According to a report in the Wall Street Journal, Walmart said last week it would sell $250 Deuter hiking backpacks and $100 Leki hiking poles on its website, adding to the brands it sells via its acquisition of Moosejaw, an outdoor retailer acquired by Walmart last year. But since then, the Wall Street Journal reported that several brands — including Leki, Deuter, and Black Diamond Equipment — asked Walmart to remove them, which Walmart did. Some of the brands expressed concerns Walmart would drive the prices of their products lower. The paper reported that some Walmart rivals also told the outdoor brands they would stop selling their products if they remained on Walmart.com. “We launched, and then all hell broke loose a little bit within the outdoor industry,” Moosejaw Chief Executive Eoin Comerford said in an interview with the WSJ. “I didn’t expect the reaction to be quite so vehement.” Comerford said around one-third of the high-end outdoor brands left Walmart.com but noted Walmart has added other brands and thinks it will make up the losses within roughly two months.

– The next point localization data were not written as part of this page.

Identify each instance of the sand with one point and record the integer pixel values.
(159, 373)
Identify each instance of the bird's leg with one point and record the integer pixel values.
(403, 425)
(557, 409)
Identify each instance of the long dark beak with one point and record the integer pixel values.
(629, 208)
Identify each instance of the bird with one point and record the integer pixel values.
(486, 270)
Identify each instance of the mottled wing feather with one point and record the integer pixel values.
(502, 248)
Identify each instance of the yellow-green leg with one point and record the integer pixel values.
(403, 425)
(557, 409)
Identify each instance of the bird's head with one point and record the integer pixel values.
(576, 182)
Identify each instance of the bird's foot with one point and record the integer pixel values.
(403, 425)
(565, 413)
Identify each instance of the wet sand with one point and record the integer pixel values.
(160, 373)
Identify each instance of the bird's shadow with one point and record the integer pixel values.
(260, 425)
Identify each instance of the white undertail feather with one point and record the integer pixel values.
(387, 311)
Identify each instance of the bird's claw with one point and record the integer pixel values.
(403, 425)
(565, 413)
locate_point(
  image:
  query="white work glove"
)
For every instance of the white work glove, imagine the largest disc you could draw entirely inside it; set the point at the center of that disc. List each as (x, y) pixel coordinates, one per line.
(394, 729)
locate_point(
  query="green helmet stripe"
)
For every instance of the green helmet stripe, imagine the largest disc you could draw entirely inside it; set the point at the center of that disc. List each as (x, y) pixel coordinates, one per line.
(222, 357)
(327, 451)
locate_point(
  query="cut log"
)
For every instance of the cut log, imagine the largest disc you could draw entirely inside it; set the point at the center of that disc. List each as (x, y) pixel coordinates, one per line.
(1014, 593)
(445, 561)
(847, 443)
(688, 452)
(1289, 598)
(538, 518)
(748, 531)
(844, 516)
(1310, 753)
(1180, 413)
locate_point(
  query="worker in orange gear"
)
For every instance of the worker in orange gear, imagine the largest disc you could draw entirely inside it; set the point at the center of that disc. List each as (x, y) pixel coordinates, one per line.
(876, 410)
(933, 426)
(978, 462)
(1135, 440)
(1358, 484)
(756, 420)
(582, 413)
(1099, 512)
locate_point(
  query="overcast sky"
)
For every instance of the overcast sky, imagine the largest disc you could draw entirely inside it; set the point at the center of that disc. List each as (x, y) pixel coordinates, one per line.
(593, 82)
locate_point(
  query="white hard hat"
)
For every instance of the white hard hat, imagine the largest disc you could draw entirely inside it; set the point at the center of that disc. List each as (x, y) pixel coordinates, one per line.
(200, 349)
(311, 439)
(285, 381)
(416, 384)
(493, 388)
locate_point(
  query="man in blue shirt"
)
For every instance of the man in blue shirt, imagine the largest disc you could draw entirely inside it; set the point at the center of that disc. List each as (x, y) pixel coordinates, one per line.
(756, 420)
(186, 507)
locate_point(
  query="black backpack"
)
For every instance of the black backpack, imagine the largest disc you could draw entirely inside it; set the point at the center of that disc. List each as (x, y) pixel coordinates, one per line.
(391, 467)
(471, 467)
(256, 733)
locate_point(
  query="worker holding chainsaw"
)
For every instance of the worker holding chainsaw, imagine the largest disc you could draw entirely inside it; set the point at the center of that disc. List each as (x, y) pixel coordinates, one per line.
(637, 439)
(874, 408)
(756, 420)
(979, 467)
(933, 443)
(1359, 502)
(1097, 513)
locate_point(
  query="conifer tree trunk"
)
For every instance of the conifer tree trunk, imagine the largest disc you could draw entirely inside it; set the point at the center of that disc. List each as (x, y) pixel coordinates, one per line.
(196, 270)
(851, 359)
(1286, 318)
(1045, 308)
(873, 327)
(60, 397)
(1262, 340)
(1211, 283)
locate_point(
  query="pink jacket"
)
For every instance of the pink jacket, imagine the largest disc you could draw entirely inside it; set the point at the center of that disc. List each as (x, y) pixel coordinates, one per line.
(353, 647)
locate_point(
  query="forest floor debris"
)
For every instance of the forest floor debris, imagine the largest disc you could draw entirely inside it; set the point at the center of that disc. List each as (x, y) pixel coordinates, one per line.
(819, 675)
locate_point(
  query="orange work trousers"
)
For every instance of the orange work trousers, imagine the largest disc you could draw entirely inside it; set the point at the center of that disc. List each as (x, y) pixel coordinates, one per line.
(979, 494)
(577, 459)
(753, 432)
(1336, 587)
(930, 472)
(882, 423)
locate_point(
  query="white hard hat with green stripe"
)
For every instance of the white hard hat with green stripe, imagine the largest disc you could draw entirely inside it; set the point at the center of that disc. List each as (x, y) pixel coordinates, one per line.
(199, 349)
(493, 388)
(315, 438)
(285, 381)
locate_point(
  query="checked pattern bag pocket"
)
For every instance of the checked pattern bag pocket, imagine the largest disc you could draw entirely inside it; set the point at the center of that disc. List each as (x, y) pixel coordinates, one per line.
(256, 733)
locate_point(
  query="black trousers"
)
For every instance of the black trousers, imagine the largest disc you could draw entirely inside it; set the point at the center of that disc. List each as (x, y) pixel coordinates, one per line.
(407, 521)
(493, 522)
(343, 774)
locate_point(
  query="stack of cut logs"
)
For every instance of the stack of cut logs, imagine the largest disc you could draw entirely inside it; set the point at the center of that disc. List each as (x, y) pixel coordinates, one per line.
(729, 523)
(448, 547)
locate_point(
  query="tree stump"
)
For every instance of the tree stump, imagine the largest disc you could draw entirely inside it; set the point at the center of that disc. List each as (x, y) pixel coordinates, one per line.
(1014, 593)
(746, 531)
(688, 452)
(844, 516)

Meanwhile, Shawn Hostetter, president of Katadyn North America, a seller of water-filtration systems, told the WSJ that competitors were “frustrated” by the brand’s decision, noting that some outdoor stores said they would drop the products over the placement on Walmart.com. “We made a decision that this time is not the right time to be on [Walmart.com],” Hostetter said in the report. The WSJ noted that the issue underscores the pressures retailers and brands face as they try to capitalize on and adjust to the surge of internet shopping. Comerford told the paper that the negative reaction from retailers demonstrates how the outdoor gear industry is being shortsighted. He said over the long haul fighting online sales isn’t going to work since consumers already expect products to be available online.